One last leisurely weekend DNC stroll ....: Marty Nolan meandered around town, thinking and asking the right questions about future conventions, past conventions, security, Boston, the Globe, the Herald. Nice pace. Great column. ...
From Reader No. 1: “All griping aside, your 5-point summary of DNC week (see post below) is excellent. My only quibble is what columnists and pols are making of the ‘Visitors liked the city.’ We aren't going to know for a couple of years or so whether they liked it enough to make a difference in tourism (and at that, I'd rather see numbers from the non-partisan numbers-driven folks like Sam Tyler than the official tourism industry). Let's not start counting those dollars until they are in the bank...”

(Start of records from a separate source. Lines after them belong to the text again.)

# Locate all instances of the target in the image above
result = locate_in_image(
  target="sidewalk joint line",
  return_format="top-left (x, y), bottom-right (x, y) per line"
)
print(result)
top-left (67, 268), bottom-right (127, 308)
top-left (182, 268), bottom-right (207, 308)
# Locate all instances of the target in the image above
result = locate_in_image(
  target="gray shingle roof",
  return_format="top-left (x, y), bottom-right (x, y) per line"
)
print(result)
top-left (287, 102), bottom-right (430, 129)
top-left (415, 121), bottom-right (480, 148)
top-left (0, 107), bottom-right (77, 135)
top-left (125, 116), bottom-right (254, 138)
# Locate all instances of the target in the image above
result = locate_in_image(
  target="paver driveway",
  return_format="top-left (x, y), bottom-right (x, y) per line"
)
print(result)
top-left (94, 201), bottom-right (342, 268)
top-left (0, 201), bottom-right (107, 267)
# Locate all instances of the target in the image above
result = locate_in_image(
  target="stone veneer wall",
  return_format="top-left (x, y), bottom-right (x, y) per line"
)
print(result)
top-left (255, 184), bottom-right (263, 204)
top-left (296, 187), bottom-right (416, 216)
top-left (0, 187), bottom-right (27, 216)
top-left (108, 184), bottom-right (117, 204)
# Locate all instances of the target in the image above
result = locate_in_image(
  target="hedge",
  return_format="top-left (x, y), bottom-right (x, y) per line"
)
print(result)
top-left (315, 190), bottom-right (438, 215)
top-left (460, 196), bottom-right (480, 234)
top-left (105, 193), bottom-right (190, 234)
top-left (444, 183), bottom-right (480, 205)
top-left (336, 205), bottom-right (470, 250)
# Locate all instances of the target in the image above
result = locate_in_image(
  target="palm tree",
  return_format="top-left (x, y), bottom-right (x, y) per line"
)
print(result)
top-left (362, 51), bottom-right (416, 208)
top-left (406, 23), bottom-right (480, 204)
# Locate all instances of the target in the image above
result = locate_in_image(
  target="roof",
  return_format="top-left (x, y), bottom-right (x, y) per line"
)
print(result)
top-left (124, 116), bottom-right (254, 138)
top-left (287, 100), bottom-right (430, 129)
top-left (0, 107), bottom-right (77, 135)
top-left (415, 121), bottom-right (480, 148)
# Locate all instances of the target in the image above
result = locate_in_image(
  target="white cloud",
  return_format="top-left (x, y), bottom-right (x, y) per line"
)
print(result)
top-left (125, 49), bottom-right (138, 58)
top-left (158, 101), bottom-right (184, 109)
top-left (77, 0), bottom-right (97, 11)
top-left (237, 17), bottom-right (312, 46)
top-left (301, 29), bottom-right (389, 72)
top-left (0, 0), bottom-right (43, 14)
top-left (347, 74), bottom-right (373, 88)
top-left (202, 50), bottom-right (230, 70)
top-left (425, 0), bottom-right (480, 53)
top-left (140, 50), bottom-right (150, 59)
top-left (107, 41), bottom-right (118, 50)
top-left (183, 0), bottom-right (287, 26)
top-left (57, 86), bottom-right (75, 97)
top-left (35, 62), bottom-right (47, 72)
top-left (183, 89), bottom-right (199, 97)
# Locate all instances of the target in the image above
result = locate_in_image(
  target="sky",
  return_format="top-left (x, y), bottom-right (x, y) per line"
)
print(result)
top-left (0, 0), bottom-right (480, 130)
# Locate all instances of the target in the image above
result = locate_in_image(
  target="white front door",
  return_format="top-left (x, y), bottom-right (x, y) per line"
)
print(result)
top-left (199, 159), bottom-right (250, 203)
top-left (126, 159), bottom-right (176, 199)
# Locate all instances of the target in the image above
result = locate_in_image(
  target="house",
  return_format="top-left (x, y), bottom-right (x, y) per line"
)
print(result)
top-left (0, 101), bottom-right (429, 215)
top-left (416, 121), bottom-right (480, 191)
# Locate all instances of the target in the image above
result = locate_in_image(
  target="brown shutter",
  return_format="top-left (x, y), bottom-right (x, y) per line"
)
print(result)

Ah, the old ‘Visitors liked the City’ issue. It’s an interesting issue, beyond the economic considerations: How much should one care about guests liking a party? The best parties are usually the ones in which both the guests and the host have a good time. ... I enjoyed last week. So did the visitors. So great. ....

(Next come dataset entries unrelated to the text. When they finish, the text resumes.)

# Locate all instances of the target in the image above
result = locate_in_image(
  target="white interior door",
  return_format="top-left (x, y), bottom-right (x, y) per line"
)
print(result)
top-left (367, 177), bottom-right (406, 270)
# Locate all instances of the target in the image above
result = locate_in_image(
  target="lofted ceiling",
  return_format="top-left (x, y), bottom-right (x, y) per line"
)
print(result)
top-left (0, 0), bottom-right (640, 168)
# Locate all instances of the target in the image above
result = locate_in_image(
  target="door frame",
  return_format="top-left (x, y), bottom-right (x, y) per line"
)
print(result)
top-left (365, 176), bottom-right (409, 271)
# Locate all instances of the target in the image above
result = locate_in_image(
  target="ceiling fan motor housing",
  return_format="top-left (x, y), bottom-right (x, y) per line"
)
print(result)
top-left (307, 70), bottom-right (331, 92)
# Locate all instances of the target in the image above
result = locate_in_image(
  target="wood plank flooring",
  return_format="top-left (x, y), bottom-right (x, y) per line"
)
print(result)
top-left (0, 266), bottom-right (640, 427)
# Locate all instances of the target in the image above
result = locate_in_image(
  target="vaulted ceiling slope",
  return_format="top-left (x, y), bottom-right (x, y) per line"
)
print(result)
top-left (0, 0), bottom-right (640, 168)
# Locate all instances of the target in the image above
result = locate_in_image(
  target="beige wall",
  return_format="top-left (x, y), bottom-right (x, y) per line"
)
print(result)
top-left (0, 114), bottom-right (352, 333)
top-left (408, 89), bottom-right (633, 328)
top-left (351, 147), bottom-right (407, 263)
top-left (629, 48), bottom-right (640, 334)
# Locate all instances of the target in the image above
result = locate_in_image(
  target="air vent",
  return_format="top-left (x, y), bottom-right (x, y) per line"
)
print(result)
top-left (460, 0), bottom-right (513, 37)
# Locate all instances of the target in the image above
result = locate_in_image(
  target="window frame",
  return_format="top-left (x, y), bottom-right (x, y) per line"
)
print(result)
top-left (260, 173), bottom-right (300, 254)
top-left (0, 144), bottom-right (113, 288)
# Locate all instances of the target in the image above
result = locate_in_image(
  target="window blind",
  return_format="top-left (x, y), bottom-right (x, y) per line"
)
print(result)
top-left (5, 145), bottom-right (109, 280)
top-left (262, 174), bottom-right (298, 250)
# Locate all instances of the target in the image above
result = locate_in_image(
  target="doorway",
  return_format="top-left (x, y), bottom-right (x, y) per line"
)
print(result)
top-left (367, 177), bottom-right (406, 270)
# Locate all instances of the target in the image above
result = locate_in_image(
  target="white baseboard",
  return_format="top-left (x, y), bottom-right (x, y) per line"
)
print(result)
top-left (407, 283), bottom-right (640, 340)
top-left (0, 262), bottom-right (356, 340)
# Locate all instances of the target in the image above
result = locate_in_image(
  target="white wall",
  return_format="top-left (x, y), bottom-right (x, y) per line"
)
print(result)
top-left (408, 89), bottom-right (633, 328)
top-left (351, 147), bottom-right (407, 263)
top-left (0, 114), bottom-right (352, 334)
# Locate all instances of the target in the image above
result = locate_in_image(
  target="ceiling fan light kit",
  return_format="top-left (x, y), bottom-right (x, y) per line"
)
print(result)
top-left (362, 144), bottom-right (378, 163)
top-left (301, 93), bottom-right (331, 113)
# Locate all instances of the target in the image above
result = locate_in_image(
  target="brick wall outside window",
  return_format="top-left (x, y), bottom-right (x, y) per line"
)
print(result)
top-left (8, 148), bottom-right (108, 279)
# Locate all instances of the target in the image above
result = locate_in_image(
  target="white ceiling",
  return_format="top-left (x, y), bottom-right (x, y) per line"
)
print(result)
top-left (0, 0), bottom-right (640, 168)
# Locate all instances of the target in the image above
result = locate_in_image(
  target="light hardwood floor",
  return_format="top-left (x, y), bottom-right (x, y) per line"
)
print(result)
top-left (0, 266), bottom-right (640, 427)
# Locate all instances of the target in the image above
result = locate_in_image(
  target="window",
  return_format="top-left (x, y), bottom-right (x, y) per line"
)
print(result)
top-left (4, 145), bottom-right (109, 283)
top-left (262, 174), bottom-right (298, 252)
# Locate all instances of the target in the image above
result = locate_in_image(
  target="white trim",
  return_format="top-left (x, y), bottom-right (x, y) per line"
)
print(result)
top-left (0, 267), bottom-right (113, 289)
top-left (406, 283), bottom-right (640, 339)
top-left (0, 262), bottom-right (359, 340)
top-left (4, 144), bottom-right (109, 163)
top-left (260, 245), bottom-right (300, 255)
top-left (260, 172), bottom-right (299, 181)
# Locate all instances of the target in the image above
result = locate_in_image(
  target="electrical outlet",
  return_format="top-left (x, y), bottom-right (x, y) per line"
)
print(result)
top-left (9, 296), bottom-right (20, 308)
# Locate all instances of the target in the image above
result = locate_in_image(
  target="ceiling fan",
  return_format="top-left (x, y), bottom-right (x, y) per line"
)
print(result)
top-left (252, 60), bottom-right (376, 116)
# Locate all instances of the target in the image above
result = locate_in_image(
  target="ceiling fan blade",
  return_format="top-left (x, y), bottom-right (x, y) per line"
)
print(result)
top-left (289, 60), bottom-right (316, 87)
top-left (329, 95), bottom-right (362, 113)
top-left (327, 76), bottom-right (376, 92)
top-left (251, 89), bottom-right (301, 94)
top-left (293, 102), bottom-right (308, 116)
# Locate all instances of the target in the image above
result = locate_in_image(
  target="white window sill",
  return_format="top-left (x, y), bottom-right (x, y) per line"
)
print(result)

But read this column/story -- and never forget it. It’s now Exhibit A in the growing body of evidence that it’s really a small minority within the media and entertainment sectors who are obsessed with how Boston is perceived. One can’t even get a ‘genteel’ compliment without having an image-conscious nervous breakdown about an older sister’s shoes. Talk about worrying what others think. ...
... Ah, the local media.
Mike Barnicle let it rip the other day concerning the pre-DNC We’re All Going to Die coverage. He’s right. The media had a grand old time hyping the mayhem hype, then rehyping the hyped mayhem hype, and then acted shocked that the exact opposite problem logically occurred. There’s a bumbling
F Troop analogy here somewhere. ... There’s also a media backlash out there. Ask around. It’s there all right. ...
But ah ha! Don’t let Mayor Menino off the hook. Nor the absurd security. Bottom line: Security, the mayor, the media all overreacted pre-DNC. Result: Ghost town. ... A pleasant ghost town, I might add, though I’m not a shop owner. ... What a week.